Placing heavy alkaline earth metals on the map: Synthetic access, structure evaluation and reactivity studies of heavy alkaline earth organometallics

Date of Award


Degree Type


Degree Name

Doctor of Philosophy (PhD)




Alkaline earth organometallics, Alkaline eath metal acetylides, Alkaline earth metals, Di- and triphenylmethanides, Alkaline earth metal tetraphenylborates, Alkaline earth metal aryloxide

Subject Categories

Chemistry | Organic Chemistry | Physical Sciences and Mathematics


The recent surge in the interest in heavy alkaline earth metal organometallics can be attributed to its increasing list of applications in synthetic organic, organometallic and materials chemistry. Progress in this chemistry has been thwarted by the high reactivity of the target compounds; as such further growth in this area of chemistry depends on the development of synthetic methods and detailed structure function analysis. To bridge this gap, this thesis examines synthetic methodologies and strives to increase the number of well characterized alkaline earth organometallic compounds to provide the basis for further development.

A significant portion of this work illustrates structural principles of the organometallic compounds of heavy group 2 metals and their tendency to display unexpected bent X ligand - M - X ligand geometries as demonstrated by the alkaline earth acetylides. Other aspects illuminated here pertain to the three ion association modes of the target compounds, specifically heavy alkaline earth di- and triphenylmethanides in solution and the solid state, which for the closely related organolithium compounds have been shown to affect the reactivity of the compounds.

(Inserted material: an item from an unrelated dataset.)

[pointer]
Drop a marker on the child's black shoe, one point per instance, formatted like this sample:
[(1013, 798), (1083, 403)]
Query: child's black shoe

Synthetic investigations associated with the structural examination strengthen the viability of toluene elimination and transmetallation pathways towards the entry to these species.

Accordingly, the results presented here extend the understanding of the structural models for heavy group 2 organometallic compounds while providing synthetic tools for the further development of this rapidly developing area of organometallic chemistry.